Marc Gethers, an undergraduate alumnus of the Department of Industrial & Systems Engineering and Engineering Management (ISEEM) at The University of Alabama in Huntsville (UAH), is currently pursuing his master’s degree in the same field under the guidance of Dr. L. Dale Thomas, eminent scholar and ISEEM professor. In addition to conducting research for his master’s thesis, entitled “Goal Function Tree (GFT) for an Unmanned Aerial Vehicle in a Systems-Modeling Language Environment,” Gethers also serves as a research assistant in UAH’s Complex Systems Integration Lab, where he performs model-based systems engineering for a Boeing Defense, Space & Security program and supports a NASA X-ray telescope program called Lynx.

Marc Gethers

“Marc is researching how to adapt an abort-management technique – known as goal function trees – used on NASA’s Space Launch System to develop more robust systems in general,” says Dr. Thomas. “As systems become ever more complex, particularly owing to the growing use of embedded software and the Internet of Things, system robustness has become ever more critical to the successful development and operation of future systems.”

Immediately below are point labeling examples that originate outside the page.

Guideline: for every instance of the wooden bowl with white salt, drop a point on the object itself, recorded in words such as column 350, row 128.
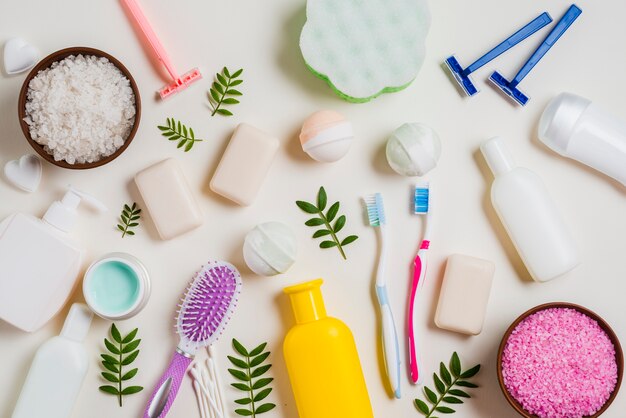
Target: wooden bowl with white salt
column 85, row 113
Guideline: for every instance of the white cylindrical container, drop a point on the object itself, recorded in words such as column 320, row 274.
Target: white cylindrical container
column 57, row 372
column 529, row 216
column 116, row 286
column 576, row 128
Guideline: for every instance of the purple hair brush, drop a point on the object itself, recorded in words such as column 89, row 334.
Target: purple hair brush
column 206, row 307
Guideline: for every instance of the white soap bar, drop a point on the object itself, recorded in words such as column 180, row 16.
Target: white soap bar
column 168, row 199
column 464, row 294
column 244, row 165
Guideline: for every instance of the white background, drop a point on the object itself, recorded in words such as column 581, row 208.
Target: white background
column 262, row 37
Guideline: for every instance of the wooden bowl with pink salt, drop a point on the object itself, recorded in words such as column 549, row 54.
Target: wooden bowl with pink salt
column 560, row 360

According to Gethers, the traditional requirement development process often focuses on how the system operates in the nominal environment, but it lacks rigor for off-nominal system definition. “Defining the off-nominal state is critical,” he says, “because all failures of a system represent the transition to the off-nominal state that are defined by a failure effect.” That transition is the failure, fault, or error of a system, which causes a failure effect of less than optimum operational capability. “Such degradation in performance can cause loss of mission, or worse, loss of life,” he says. “Without the realization of the off-nominal space, mission risk is increased due to unaccounted-for conditions that send the system outside of the nominal bounds.”

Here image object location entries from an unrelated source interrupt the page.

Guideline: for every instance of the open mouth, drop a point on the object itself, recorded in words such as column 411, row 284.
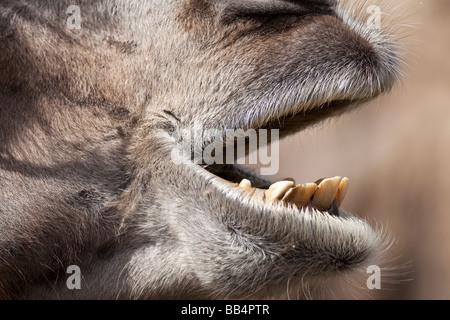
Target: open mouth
column 325, row 195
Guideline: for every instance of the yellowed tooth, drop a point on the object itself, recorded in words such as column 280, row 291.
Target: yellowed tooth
column 245, row 184
column 289, row 179
column 300, row 195
column 326, row 192
column 342, row 191
column 277, row 190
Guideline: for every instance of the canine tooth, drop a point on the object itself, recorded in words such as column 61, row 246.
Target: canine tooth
column 301, row 194
column 277, row 190
column 245, row 184
column 289, row 179
column 326, row 192
column 342, row 191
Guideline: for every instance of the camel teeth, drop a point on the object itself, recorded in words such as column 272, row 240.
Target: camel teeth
column 300, row 195
column 326, row 193
column 277, row 190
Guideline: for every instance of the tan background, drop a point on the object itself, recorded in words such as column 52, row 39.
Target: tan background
column 396, row 152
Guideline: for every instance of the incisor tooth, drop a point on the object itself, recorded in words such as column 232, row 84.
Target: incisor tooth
column 301, row 194
column 278, row 189
column 326, row 192
column 342, row 191
column 245, row 184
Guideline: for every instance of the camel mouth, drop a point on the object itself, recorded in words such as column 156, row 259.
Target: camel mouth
column 325, row 195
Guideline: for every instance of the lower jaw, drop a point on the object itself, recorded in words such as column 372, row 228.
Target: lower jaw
column 325, row 195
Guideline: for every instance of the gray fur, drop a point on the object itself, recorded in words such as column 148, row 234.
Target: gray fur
column 86, row 118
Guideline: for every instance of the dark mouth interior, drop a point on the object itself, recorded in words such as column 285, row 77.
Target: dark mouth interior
column 327, row 194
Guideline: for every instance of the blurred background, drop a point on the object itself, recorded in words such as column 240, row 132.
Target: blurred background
column 396, row 153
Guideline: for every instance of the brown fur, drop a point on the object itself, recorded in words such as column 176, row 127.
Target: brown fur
column 85, row 174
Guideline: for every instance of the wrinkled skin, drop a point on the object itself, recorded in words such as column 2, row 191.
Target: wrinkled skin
column 86, row 136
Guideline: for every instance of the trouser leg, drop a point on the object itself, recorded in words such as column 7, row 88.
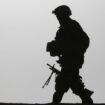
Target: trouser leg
column 57, row 97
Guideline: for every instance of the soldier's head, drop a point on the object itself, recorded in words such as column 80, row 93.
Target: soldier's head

Gethers, who presented this past summer in Washington, D.C., and later at the Huntsville chapter meeting of the International Council on Systems Engineering, says that he is hopeful that his research improves system engineers’ ability to define system failures and effects earlier in the system-development process so that requirements can be developed to handle such cases. “The systems-modeling language environment will facilitate a more collaborative effort between the traditional failure modes and effects analysis teams and the integrated product teams to develop solutions earlier in the system lifecycle.”